I know, this article is unfair to all those teachers who genuinely try to prepare their students for life, who are great role models and who never stop their discovery journey.  However, the school is unfair to all young people who are forced to invest their youth into a bureaucratic system far removed from real life.
How different could their life be if schools were a little bit closer to reality?  If schools would follow the paradigm of  executive education, which is “learning, understanding, applying”? This works in management training and  executive education; why should this not work in schools, too?  The “teacher” is the facilitator of learning, the “students” are participants, and the ability to apply is the final test.  Instead of deciding which “stuff” the students have to learn and which exams they have to take to progress to the next level, we should define the knowledge, the know-how, the skills, the abilities and skills the participants should have at the end of a period, and then find out together with the students what the best way would be to get there.

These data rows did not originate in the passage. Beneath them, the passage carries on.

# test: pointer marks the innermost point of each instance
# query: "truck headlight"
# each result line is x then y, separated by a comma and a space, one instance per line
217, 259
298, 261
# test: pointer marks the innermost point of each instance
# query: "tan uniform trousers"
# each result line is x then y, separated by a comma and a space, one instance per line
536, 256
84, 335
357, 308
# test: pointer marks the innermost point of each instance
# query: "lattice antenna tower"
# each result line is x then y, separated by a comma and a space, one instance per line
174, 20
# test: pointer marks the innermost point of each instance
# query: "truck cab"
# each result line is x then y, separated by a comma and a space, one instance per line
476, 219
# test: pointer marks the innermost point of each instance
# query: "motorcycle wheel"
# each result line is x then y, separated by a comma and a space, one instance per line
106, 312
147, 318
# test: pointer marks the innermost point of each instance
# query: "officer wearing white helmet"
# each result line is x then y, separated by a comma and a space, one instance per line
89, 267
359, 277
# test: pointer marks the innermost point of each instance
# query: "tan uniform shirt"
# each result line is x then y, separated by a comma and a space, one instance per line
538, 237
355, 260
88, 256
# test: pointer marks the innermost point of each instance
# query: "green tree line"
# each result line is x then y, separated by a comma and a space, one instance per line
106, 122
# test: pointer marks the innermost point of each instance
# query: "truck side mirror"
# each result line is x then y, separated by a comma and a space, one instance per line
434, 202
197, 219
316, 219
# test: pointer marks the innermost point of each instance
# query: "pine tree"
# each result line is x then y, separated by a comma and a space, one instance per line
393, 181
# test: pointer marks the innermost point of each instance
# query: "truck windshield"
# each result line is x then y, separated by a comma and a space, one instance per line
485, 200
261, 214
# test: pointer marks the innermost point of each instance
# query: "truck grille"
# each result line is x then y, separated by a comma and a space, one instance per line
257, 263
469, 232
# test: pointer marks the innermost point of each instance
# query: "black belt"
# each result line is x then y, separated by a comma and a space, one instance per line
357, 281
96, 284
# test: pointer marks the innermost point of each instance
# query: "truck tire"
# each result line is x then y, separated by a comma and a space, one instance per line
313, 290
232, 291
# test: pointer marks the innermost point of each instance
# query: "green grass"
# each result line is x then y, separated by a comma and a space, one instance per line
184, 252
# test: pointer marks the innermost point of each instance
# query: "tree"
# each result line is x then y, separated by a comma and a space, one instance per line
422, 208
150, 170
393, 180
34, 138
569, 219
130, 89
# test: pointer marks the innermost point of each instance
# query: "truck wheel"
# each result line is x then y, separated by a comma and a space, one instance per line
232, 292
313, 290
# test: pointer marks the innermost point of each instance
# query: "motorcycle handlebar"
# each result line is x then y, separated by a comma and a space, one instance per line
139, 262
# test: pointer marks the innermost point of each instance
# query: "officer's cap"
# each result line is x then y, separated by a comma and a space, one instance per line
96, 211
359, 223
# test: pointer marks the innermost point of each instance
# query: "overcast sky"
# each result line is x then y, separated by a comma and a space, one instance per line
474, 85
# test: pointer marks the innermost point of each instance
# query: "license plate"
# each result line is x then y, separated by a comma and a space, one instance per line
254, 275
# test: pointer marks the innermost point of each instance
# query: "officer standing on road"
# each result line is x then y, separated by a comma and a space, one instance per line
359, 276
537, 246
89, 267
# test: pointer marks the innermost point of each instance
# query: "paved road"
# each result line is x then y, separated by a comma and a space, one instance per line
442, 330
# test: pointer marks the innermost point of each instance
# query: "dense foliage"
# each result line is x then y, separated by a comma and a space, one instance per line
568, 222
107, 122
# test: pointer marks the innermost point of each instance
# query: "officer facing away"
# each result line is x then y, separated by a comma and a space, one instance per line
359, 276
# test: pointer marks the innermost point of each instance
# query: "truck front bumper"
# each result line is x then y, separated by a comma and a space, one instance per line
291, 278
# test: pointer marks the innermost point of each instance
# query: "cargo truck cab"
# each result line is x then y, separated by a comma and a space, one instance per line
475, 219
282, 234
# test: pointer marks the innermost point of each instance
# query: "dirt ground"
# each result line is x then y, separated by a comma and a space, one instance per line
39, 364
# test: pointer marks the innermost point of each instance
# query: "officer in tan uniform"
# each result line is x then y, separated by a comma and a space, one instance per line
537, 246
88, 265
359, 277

The development of the Internet, and the applications based on it, have led to an array of new learning tools, based on new learning principles and actual content.  We call them “learnware.” Learnware is a product that combines current content, appropriate technology and new learning principles. This is partially captured under the heading of ”e-learning.”
The future development of the internet-related technologies will bring many more application possibilities. New generations of learnware will follow to build completely new learning scenarios. The learning process will be restructured in multiple ways, most of them still unknown to us today.  With “e-learning” and similar concepts we still do just “more of the same” using the Internet. Our way of learning is still very much dominated by the old, traditional, masculine way of work. In the knowledge society and knowledge economy, learning will become as important as work. It may even become paid just like work, because it will be directly linked to the value creation.  Only a fresh view of the learning process can help us find new ways to help people to learn.

Learning depends very much on the context: age, place (school, work, job, etc.), time, previous learning, role models, motivation, alone or with other people, level of knowledge, know-how, experience, etc.

Learning leads to three outcomes:

1.      Be able to know
2.      Be able to do
3.      Be able to explain to others

This leads to a nice overview of learning:

Generic outcome
Specific outcome
Examples
1. Be able to know

(apprentice)
·         knowledge
·         know-how
·         skills
-    e.g. history, the rules
-          how to cook, recipes
-          presentation, negotiation, speak English, etc.
2. Be able to apply

(journey man)
·         practices



·         applications
-          driving a car
-          developing a business plan, creating a  business plan

-          solving problems, building an engine, repairing a car
3. Be able to explain to others

(master)
·         teaching
·         coaching
·         facilitating
·         mentoring




We should always ask ourselves the question: “How will the participant cope better with his environment because of the learning process he/she is going through?”
We hope that very soon, schools can really claim that  “we learn for life, not for school. “

There is an array of new initiatives and business ventures, that are focusing on the improvement of the learning process. Just a few examples:
There is the  International Masters In Practicing Management created by Professor Henry Minzberg, who says: “ The MBA trains the wrong people in the wrong ways for the wrong reasons.” (FAST COMPANY, Special Issue, November 2000, page292.)
There is also Learnity, a company that develops and provides learnware for executives. The learnware is based on new learning principles, on business and management principles of the New Economy and the Knowledge Economy and on the latest technology.
There is LearnNow created by Gene Wade, who wants to change the way that poor kids learn and the way that schools drive community economic development.
And there are many other initiatives and business ventures that will help to change the landscape of learning and development.